Two different drugs were evaluated. One of them, called leuprolide (Lupron), is in a class known as luteinizing hormone-releasing hormone (LHRH) agonists.
This type of ADT works by stimulating the brain’s pituitary gland, which in turn sends messages to other glands that trigger an initial surge in testosterone.
After a few weeks of treatment, testosterone levels plummet. The other drug, called degarelix, is in a class of gonadotropin-releasing hormone (GNRH) antagonists.
Given monthly by injection, degarelix also works on the pituitary gland, but does not cause the initial testosterone surge. Degarelix is used much less frequently than leuprolide, and preliminary evidence suggests it might have a better cardiovascular profile.
Trial investigators working in 12 countries set out to enroll 900 men with both prostate cancer and a history of cardiovascular disease.
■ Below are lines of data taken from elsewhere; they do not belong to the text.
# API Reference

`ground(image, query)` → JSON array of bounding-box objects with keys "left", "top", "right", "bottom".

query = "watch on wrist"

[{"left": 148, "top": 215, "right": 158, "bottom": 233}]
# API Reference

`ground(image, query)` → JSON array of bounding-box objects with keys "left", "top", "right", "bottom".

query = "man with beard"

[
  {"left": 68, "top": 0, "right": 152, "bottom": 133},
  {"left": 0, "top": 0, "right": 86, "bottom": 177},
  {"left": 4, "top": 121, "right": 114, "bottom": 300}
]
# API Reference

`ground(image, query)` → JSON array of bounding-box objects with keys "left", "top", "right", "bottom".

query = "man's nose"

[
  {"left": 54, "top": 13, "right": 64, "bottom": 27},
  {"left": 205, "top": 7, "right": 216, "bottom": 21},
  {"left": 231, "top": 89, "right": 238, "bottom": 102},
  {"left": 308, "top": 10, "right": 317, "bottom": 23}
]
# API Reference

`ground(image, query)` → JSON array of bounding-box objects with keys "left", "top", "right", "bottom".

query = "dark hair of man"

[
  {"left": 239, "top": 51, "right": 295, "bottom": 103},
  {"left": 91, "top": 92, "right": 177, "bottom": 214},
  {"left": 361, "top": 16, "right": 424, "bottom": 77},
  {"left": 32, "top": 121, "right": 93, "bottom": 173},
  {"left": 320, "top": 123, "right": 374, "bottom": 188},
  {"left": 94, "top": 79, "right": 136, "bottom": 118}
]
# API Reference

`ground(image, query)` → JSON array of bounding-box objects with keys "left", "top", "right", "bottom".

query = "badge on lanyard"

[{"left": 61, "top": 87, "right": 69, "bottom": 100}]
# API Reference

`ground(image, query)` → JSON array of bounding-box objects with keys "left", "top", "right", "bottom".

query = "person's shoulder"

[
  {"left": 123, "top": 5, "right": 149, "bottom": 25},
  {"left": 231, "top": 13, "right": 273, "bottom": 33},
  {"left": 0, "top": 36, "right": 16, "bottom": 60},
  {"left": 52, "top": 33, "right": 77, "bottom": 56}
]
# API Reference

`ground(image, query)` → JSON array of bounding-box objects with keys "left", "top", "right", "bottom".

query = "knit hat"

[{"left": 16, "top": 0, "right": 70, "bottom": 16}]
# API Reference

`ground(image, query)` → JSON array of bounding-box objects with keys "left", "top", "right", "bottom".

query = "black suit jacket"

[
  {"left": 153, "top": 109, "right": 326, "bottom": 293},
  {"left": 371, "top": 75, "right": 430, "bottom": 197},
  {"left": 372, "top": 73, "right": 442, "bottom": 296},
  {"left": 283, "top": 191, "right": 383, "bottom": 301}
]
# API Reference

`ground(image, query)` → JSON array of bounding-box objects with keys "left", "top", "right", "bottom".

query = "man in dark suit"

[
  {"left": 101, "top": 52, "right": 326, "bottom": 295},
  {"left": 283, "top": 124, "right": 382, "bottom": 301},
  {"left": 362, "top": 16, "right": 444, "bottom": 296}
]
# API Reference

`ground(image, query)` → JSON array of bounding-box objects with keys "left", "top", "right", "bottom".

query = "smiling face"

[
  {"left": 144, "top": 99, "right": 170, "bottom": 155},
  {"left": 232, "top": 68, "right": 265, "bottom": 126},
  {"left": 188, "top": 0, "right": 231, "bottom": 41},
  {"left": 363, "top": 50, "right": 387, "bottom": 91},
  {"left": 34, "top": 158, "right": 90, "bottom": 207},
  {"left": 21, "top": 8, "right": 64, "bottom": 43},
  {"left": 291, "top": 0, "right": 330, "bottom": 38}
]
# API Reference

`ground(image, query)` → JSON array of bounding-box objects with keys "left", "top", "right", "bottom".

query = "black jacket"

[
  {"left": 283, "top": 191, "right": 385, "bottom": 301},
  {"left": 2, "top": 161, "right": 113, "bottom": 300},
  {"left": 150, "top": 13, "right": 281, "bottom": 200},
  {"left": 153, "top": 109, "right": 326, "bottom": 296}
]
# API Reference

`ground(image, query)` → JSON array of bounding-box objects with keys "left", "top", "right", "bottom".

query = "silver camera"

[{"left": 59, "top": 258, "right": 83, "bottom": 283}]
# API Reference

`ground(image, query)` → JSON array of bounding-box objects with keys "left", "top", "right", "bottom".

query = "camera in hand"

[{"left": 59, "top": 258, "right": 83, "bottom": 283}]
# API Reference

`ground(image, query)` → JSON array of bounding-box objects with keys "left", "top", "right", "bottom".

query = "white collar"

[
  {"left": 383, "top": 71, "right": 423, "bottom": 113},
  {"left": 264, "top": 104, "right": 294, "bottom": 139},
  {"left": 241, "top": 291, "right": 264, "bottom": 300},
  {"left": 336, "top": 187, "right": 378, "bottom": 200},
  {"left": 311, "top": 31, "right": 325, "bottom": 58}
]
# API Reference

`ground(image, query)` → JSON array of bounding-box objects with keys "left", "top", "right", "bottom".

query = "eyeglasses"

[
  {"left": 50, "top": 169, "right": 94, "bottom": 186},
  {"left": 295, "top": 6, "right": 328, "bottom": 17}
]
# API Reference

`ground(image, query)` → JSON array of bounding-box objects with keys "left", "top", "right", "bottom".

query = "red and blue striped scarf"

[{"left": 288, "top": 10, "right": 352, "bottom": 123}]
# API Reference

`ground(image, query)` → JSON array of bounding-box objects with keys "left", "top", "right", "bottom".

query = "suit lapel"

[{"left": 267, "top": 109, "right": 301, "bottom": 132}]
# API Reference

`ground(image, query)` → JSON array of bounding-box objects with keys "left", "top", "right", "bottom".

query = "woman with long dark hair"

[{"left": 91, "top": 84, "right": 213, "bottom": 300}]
The subjects included newly diagnosed men with high- or moderate-risk prostate cancer who got ADT along with radiation, as well as men who were given ADT for cancer that was thought to be recurring after initial treatment.
All the men were randomized to either leuprolide or degarelix for at least a year, and the intent was to compare their rates of heart attack, stroke, or death from any cause.
Study comes to a draw
By April 2020, only 545 men had enrolled in PRONOUNCE and completed a year of ADT. The investigators did not detect any significant differences in the number of cardiovascular events or deaths between them.
There were 11 (4.1%) such events in the leuprolide group and 15 (5.5%) in the degarelix group. Many of the men were being treated for heart disease with drugs such as statins and beta blockers.
Enrollment slowed in part because of changes in the standard of care, including the availability of newer forms of ADT, such as abiraterone, which confounded efforts to assess cardiac risks from either leuprolide or degarelix alone.
“The evidence is still inconclusive, and these results, based upon an incomplete study that did not accrue the originally planned number of participants, do not add more clarity.
The initial premise was that degarelix may have fewer cardiovascular side effects than leuprolide, yet the evidence from PRONOUNCE trends in the opposite direction.
What is important is that men with prostate cancer who receive either of these types of drugs are at risk for experiencing cardiovascular side effects.
Oncologists and urologists alike should take pre-existing cardiac history into consideration before prescribing these important drugs.
For men with advanced forms of prostate cancer, benefits from ADT outweigh the risks. But for those with lesser forms of prostate cancer, the need for these types of drugs is more uncertain.
We should exert caution and monitor patients closely for the development of any signs of cardiac side effects, particularly if they have history of cardiovascular disease.”